Мне осталась для опорожнения ванна, и ее почти хватило. Мы выпили, не успев закусить, чистого оборонного керосина, который маменька обменяла на спирт на том же заводе для своих хозяйственных целей, не меняя тару. Это чудодейственное средство очищает организм вплоть до пробок в ушах без всякого последующего вреда для здоровья. Перед употреблением можно не взбалтывать!

Последний раз мы выпивали с отцом, когда мамы уже не было, а папаня, переживший ее на пять лет, тяжело умирал от рака. Я приехал к нему под предлогом своего дня рождения, зная, что вижусь с ним в последний раз. Он лежал в постели, не вставая уже несколько дней. Но когда я вошел, с трудом поднялся для объятий и больше не лег, а прошел по стеночке на кухню и, улыбаясь в белые усы, встряхнул седой гривой:

— Спасибо, сынок, что приехал, а то выпить не с кем, боятся, что я за столом окочурюсь, трезвенники!

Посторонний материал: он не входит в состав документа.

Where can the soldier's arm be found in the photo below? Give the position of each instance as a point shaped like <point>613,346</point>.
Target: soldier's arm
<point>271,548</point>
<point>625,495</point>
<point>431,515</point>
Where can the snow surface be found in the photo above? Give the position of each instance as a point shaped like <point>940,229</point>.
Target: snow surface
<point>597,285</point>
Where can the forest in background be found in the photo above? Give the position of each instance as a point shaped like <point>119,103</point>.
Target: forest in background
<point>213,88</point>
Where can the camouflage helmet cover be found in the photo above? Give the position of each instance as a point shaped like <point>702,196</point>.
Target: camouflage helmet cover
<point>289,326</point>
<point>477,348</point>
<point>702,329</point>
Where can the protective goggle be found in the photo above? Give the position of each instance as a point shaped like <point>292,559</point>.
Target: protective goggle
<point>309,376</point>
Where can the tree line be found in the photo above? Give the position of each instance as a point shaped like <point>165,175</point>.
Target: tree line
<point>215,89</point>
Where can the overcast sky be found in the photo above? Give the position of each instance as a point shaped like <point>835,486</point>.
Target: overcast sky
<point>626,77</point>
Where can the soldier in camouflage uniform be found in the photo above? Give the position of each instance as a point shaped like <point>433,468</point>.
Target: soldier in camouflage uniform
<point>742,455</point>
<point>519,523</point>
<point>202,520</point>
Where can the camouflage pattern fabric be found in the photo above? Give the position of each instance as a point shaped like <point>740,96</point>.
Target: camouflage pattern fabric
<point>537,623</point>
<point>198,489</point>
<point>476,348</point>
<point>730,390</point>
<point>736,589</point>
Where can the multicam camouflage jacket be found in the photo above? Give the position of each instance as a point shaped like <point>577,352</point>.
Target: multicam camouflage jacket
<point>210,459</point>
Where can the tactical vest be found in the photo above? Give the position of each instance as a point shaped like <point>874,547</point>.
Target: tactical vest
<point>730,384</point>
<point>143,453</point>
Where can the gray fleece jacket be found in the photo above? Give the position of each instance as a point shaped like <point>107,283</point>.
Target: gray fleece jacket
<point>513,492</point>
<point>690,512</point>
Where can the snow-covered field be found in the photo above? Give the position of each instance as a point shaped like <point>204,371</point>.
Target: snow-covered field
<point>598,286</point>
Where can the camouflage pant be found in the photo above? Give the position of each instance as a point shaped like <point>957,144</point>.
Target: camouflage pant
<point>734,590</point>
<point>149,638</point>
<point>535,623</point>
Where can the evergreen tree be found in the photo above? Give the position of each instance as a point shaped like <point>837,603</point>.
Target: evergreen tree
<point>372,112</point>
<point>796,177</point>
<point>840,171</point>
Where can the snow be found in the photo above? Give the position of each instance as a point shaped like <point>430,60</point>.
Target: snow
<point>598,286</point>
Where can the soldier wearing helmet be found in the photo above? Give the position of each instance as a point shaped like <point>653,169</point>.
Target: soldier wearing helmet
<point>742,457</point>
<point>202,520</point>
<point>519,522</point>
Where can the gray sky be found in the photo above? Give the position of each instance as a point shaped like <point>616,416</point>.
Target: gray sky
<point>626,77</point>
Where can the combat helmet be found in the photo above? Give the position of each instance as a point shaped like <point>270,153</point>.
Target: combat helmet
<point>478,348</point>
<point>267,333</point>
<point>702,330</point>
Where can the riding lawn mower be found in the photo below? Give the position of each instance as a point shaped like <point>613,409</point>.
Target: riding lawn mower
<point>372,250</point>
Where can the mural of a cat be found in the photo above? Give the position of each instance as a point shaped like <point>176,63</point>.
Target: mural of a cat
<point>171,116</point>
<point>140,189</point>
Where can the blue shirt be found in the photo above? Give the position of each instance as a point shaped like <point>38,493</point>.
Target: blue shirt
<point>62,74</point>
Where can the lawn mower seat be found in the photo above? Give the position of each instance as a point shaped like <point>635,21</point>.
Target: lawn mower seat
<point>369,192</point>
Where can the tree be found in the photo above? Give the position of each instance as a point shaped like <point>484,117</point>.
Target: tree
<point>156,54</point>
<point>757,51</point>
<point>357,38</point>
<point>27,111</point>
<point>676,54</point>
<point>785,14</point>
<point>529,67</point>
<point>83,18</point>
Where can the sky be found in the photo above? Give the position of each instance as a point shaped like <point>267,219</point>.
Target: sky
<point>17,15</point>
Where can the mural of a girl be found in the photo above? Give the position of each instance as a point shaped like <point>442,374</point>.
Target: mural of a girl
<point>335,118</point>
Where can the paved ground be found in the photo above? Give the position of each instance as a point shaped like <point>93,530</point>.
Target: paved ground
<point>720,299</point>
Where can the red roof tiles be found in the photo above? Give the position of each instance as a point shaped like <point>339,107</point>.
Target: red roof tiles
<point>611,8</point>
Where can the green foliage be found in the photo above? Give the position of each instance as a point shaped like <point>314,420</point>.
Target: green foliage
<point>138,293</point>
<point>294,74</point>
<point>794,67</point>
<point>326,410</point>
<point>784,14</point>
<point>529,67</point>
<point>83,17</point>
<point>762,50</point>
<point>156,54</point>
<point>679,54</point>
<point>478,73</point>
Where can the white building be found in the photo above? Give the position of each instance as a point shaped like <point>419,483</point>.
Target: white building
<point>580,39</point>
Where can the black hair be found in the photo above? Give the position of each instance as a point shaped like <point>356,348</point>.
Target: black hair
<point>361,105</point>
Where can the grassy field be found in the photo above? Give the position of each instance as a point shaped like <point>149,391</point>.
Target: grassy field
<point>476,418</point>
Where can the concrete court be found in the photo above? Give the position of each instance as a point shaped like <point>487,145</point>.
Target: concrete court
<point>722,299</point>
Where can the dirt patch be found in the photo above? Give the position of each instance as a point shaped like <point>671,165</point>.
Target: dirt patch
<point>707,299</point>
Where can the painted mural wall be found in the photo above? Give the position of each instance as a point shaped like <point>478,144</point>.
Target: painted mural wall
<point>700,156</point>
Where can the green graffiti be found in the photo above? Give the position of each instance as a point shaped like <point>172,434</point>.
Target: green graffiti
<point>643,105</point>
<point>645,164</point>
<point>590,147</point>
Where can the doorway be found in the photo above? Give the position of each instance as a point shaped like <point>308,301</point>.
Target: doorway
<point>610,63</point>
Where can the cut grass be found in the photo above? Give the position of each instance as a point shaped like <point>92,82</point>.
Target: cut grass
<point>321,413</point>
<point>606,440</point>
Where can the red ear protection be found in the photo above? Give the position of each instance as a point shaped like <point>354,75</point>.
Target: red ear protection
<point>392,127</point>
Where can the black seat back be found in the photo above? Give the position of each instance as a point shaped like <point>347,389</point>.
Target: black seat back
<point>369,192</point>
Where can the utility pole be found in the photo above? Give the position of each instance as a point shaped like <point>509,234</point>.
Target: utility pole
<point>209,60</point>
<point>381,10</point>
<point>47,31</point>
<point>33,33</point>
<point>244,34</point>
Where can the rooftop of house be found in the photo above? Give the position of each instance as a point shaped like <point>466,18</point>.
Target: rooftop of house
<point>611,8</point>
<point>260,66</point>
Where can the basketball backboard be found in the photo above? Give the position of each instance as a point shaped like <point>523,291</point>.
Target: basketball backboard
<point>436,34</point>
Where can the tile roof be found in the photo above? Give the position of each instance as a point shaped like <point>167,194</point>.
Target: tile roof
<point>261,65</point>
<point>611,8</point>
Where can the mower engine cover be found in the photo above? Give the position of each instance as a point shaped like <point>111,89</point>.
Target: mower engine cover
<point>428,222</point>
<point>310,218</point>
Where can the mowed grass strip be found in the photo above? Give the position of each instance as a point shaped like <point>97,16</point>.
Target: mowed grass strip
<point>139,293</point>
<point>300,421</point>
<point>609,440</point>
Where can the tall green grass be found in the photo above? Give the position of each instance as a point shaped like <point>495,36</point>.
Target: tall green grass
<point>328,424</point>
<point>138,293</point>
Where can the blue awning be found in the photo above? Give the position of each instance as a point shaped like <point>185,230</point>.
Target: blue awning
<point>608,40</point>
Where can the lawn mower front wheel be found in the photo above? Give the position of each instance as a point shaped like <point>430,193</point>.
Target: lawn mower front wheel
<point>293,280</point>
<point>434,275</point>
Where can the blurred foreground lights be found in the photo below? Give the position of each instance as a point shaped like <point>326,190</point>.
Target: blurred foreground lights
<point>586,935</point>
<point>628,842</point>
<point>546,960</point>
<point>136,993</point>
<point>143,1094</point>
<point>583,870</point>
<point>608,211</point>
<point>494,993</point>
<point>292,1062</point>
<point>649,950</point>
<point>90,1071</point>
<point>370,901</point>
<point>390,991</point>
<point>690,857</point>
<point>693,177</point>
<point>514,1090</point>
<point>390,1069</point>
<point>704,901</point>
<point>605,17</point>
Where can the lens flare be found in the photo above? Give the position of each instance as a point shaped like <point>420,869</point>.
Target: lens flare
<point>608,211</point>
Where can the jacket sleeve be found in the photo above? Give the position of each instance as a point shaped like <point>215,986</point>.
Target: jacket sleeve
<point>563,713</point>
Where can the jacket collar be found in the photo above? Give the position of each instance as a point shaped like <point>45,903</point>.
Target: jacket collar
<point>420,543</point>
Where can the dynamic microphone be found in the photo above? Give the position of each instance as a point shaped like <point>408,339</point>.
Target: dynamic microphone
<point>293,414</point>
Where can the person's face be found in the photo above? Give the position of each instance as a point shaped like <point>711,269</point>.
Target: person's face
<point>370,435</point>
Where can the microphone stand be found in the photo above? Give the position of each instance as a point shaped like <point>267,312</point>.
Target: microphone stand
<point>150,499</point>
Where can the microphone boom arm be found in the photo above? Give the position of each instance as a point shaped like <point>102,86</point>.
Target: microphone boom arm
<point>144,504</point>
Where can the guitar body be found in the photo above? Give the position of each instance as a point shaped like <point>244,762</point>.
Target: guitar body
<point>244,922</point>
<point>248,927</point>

Я понял, что разговор идет о принципах, и я эти принципы уважал. Без всяких лишних слов мы достали спирт, разбавили его один к одному, достали традиционные соленья и выпили по рюмке.

— С днем рожденья, сынок!

— И тебя со мной, папа! Мы налили по второй.

— Неохота умирать — жить привык.

— Хорошая привычка, папа. Налили по третьей.

— А помнишь Арсентия, пасечника галаховского?

— Помню, а что?

— А то, мерзавец, что, когда я в омшаник на минуту с ним зашел, ты, пионер — всем ребятам пример, из моего стакана медовуху пробовал! Я заметил, да тебя пожалел и не выпорол.

— Еще не поздно, папа, было дело — виноват. Есть под рукой и ремень, и жопа!

— Да нет, не об этом я.

— А о чем? Что с Витем — все путем?

— Любил я вас всех, сына, вот о чем!

Через неделю его похоронили.

Давно уж мне пора о душе подумать, а я все пьянствую и балагурю.

Спасибо тебе, папуля, царство тебе небесное, за эстафетную палочку!